I can't quite believe it's week four already! Because of the Bank Holiday weekend, this week my observer day is a Friday, which means not only is it week four, it's the end of week four! All that is left now is tech week. I wonder how everyone's nerves are holding up?

I make my way straight to the module. The floor of the set is in and has transformed the space. The full company has been called and actors are sitting in clusters in one section of the house seats chattering and joking around. Stage management staff are constantly popping in and out and the atmosphere is excited, a little nervy and overall, pretty upbeat.

Creative Collaborators

Today, the full creative team are here. Sound Designer Peter Rice and Lighting Designer Jack Knowles both have tables set up on the edges of the performance space with laptops and reference documents arrayed across them. Set and Costume Designer Fly Davis sits in the house seats opposite director Sarah Frankcom and Movement Director Polly Bennett sits next to Sarah with Assistant Director Andy Routledge on a front row, so all three can easily consult.

The plan for the day is to rehearse the last two scenes and then do a full run of the second half of the play. The penultimate scene is a biggie - it is the final showdown between Blanche and Stanley. Obviously work has already been done on the scene but when we reach the dramatic climax, the previous choreography goes out of the window as Fly, Polly and Sarah pool their collective talents to conjure an entirely new rendering of the scene. It is a great example of how creative collaborators who are confident in their skill base and role within the team can flow together, pooling ideas and instinctively leading and following at different moments in service of the best idea. The need for ownership of the idea is not important, what matters is finding the moment that most effectively serves the play. It's a joy to watch this and the final results are extremely effective, bringing together the symbolism and structural components of the set, with dynamic movement, all of which serves the overall reading of the play that Sarah is seeking to present.

Handling Pressure and maintaining morale

One of the things that has stood out to me repeatedly in this observation process is how valuable a commodity time is in theatre-making and how limited an amount of time the standard British four week rehearsal period really is, especially for a play of this stature. Inevitably, by week four, the reality of this is exerting a level of pressure on everyone involved and it is useful to observe how different people handle this.

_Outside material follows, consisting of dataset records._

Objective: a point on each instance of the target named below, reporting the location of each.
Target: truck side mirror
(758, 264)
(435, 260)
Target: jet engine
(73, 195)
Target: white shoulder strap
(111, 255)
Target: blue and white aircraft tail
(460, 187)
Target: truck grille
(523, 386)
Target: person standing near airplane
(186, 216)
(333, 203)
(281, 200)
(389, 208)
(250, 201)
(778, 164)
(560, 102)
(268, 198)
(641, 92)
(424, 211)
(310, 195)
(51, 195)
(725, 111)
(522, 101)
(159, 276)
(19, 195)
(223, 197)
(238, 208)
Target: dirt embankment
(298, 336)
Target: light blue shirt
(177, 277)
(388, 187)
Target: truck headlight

Particular actors who have bonded with each other become more physical, giving each other little hugs of support, there is a little more messing about in 'the wings' as humour provides an outlet for pressure, individual actors who are natural extroverts vocalise their worries more and those who are natural introverts recede inward further, drawing back and slightly isolating themselves from the group. None of this is unusual but being being able to observe these dynamics without feeling responsible for holding it all together is a rare gift. Sarah, for her part appears fairly relaxed and focused. The bottom line is that she has too much to do to let pressure get in the way.

One particular interaction is revealing in terms of the kind of decisiveness that is necessary for a director at this level, arguably at any level. We have just one hour of rehearsal left and we have yet to start the run. As Sarah tees up the company to begin the run, the Stage Manager confidently interrupts to point out that there is no longer sufficient rehearsal time left to complete it and Equity contract requirements mean that the rehearsal must end when scheduled, “You're going to have to stop at a point where you won't want to stop”. Sarah digests this unappetising fact. She is swift to respond, and after brief consideration, positively suggests that we run just the last two scenes, consolidating the work of the day. She manages to make what could have felt like a bum note feel like a positive and better idea, and I actually believe her. This is a massive skill. The role of the director in handling pressure and maintaining the morale of the company, especially at this stage in the process, cannot be underestimated.

Giving notes

In the context of morale setting, it is interesting to see how Sarah approaches giving notes at the end of the run. Whereas her note giving in rehearsals has been specific and detail focused, if appropriate coming in close to a particular actor to connect with them one-on-one and deliver the note, her notes now are very top level and almost more of a team talk. She thanks everyone for their incredible hard work, acknowledges the challenges of the piece in regards to the tension between naturalism and non-naturalism and encourages the cast to trust the style of the piece and go with it. She reminds the company that they still have a whole week of tech time left to continue to iron out awkward details and gives them a specific and active focus for the first full run tomorrow. Everyone is requested to decide what they want to get out of it, one things that worked and one thing that was difficult. They will be sharing their experiences after the run.

There is still a fair way to go but as in politics, so a week is a long time in theatre. From the privileged glimpses I have had and the exquisite rehearsal moments when everything suddenly comes together, I am confident that this is going to be a knock out production.